Reproducibility Variable Result LLM Response
Research Type Experimental Simulations support our theoretical findings and show that even a naive implementation of our algorithm significantly reduces the communication overhead while achieving an overall comparable accuracy to the state-of-the-art. and 5 Simulation Results We conduct DNN simulations to evaluate the performance of Distributed Distillation (D-Distillation) compared to two baselines: Distributed-SGD (D-SGD) and Silo-SGD (where each device trains its DNN with only its private data and no communication).
Researcher Affiliation Academia Ilai Bistritz, Ariana J. Mann, Nicholas Bambos Stanford University {bistritz,ajmann,bambos}@stanford.edu
Pseudocode Yes Algorithm 1 Distributed Distillation
Open Source Code No The paper does not provide an unambiguous statement or a direct link indicating that the source code for the described methodology is publicly available.

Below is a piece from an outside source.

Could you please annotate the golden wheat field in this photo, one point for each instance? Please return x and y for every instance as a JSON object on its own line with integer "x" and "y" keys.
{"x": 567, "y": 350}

Open Datasets Yes training Le Net-5 on MNIST [40] and Res Net-8 on CIFAR10 [41]. Citations [40] and [41] refer to papers introducing these standard public datasets.
Dataset Splits No The paper mentions distributing "MNIST training data" to devices and using a "test accuracy", but does not provide explicit details about train/validation/test dataset splits, specific percentages, or sample counts for each split.
Hardware Specification No The paper discusses 'edge devices' like 'smartphone or IoT' as the target environment for on-device learning but does not specify the hardware (e.g., GPU models, CPU types, memory) used to run the simulations or experiments presented in the paper.
Software Dependencies No The paper mentions machine learning models (DNNs, Le Net-5, Res Net) and datasets (MNIST, CIFAR-10) but does not provide specific software dependencies with version numbers, such as deep learning frameworks or libraries.
Experiment Setup Yes We selected the best hyperparameters for each algorithm from a limited search as detailed in Appendix 12.1. and from Appendix 12.1: For the MNIST dataset, we used a LeNet-5 architecture with a learning rate of 0.01 for the SGD optimizer. The batch size was 32. For the CIFAR-10 dataset, we used a ResNet-8 architecture with a learning rate of 0.01 for the SGD optimizer. The batch size was 128.